Poverty and red tape in cities deny children schooling and health care. This has generated high risks of accidents and juvenile delinquency. In 2015, China had 247 million migrant workers.
Beijing (AsiaNews) – In China 61 million rural children are left behind to live without parents, this according to a survey on internal migration by the National Health and Family Planning Commission.
For most of the year, these ‘left-behind children’ do not see their migrant parents working in the country’s richer coastal cities. This comes with human cost that can be measured in terms of accidents, sometimes fatal, involving in minors and in juvenile delinquency.
The main reason for the situation is that whilst Chinese cities need the labour of migrant workers, municipal authorities – especially in big cities like Beijing – often deny their children essential services such as schooling and health care.

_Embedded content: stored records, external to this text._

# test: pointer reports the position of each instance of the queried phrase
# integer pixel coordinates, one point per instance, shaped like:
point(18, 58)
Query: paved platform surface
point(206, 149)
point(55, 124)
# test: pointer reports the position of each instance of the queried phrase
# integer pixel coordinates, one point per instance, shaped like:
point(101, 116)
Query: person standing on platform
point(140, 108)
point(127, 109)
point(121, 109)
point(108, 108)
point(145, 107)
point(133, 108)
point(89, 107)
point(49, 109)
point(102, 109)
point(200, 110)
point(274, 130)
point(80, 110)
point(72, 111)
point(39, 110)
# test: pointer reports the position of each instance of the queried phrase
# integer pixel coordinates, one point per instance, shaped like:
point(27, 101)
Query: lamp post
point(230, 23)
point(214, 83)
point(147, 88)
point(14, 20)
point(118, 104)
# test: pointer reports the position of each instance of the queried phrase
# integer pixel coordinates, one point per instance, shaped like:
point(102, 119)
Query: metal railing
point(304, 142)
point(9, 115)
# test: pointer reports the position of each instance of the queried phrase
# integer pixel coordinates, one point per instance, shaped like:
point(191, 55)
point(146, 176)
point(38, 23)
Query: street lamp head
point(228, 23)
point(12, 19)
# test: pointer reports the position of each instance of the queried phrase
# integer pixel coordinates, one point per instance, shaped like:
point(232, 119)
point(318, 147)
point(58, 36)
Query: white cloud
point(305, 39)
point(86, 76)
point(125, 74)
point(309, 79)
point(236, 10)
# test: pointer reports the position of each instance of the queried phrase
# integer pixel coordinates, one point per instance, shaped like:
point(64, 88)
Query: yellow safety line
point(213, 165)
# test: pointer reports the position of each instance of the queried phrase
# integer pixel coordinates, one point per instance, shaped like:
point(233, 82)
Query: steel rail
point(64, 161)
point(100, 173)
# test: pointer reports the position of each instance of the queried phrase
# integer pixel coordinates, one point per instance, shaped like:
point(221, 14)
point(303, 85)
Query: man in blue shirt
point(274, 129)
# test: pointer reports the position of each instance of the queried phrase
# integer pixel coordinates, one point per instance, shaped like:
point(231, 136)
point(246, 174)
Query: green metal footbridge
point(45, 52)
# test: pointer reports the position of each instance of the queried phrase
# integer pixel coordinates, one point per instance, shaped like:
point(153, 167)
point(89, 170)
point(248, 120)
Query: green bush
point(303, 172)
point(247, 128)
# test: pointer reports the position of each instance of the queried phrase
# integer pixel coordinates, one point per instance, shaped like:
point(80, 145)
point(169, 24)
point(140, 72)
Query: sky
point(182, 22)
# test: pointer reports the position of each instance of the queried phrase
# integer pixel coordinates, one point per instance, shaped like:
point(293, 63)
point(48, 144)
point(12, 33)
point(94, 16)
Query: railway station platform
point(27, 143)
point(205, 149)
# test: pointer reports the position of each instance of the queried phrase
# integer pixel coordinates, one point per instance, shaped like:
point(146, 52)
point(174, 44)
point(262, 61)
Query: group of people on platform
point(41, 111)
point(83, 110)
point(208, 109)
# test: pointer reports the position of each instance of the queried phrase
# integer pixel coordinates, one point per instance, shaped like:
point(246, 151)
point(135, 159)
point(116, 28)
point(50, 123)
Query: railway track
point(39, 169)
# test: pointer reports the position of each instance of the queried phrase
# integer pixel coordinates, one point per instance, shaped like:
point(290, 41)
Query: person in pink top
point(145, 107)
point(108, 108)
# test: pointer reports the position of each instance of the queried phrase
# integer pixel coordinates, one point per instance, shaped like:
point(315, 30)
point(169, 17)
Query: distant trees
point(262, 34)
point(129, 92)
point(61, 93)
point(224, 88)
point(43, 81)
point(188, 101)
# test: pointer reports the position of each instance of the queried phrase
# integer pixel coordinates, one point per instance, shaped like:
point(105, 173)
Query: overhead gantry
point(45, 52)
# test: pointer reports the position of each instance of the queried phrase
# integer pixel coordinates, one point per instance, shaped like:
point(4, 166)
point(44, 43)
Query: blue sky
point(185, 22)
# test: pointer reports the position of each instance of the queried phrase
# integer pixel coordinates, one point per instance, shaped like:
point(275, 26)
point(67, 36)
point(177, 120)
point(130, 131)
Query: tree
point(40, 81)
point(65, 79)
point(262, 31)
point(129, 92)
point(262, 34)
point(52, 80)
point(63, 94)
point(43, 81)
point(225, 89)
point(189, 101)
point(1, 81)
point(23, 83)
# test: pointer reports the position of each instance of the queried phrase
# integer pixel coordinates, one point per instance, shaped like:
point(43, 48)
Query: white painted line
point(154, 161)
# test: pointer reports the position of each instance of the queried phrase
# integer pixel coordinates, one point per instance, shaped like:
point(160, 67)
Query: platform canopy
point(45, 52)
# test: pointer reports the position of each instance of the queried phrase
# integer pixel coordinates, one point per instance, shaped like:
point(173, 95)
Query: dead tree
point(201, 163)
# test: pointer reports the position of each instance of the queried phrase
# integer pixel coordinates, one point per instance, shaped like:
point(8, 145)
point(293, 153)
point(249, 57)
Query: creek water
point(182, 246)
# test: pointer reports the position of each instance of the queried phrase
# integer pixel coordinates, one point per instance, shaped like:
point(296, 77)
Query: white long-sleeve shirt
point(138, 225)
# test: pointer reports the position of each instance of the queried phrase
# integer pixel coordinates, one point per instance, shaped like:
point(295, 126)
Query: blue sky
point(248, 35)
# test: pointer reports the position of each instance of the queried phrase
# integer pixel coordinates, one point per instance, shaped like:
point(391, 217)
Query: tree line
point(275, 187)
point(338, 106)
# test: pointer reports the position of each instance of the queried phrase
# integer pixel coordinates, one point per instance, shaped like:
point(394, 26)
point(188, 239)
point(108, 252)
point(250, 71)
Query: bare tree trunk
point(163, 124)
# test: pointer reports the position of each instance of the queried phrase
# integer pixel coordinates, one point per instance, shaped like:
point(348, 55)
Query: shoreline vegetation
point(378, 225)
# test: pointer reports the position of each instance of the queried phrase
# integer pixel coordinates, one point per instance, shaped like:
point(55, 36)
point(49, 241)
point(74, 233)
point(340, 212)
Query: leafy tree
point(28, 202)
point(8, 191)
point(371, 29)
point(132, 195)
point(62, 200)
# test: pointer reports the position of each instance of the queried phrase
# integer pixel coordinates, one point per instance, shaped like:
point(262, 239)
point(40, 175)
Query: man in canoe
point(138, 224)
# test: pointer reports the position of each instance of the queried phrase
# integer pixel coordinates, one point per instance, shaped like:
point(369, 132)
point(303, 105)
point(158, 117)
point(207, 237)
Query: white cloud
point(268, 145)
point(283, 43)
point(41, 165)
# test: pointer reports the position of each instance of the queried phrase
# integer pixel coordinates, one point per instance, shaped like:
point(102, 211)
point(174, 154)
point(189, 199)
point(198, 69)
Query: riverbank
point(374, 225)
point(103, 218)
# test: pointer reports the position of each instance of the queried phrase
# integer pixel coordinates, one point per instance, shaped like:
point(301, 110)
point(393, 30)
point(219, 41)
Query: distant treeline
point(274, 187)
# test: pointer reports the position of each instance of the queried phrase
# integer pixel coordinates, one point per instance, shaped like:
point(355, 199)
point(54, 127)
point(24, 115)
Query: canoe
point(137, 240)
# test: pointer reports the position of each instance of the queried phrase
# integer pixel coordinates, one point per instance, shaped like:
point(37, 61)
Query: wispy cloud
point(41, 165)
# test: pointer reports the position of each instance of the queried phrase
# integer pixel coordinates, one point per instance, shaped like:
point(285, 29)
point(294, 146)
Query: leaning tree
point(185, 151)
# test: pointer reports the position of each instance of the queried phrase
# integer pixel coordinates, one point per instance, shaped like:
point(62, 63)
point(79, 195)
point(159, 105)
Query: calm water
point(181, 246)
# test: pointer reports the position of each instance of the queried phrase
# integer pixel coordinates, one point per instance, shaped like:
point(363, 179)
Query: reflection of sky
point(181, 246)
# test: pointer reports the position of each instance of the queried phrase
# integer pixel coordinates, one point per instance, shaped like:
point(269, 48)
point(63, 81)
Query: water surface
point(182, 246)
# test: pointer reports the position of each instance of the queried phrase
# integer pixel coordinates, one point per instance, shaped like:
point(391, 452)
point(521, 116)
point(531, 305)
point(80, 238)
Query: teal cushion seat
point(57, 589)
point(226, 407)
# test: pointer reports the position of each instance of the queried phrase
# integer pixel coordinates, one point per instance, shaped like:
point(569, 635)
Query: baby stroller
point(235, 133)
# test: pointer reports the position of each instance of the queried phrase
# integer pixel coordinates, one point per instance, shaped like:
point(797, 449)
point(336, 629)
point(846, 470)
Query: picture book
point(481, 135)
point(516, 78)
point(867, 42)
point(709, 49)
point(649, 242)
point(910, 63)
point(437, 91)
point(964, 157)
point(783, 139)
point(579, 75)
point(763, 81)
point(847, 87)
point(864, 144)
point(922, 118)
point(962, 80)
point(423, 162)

The low incomes and poor housing conditions of migrant workers make it all but impossible for children to accompany their parents to the cities.
The problem of left-behind children is most severe in Anhui, Henan and Sichuan provinces, the key sources of migrant workers, where 44 per cent of rural children live without their mother or father. This is far higher than the national average of 35.6 per cent.
The Chinese government realises the problem. In February, the State Council, China’s cabinet, issued guidelines to local authorities to improve the physical and psychological health of such children; however, poverty and red tape make the task beyond the reach of migrant workers.
Last year, China had 247 million migrant workers aged on average 29.3 years. Whilst the group is younger than the national average, they are ageing more quickly – their average age was 27.9 in 2013.
Two-thirds of migrant workers earn between 2,000 and 5,000 yuan (US$ 295-740) a month. Only 5 per cent make more than 8,000 yuan (under US$ 1,200) a month.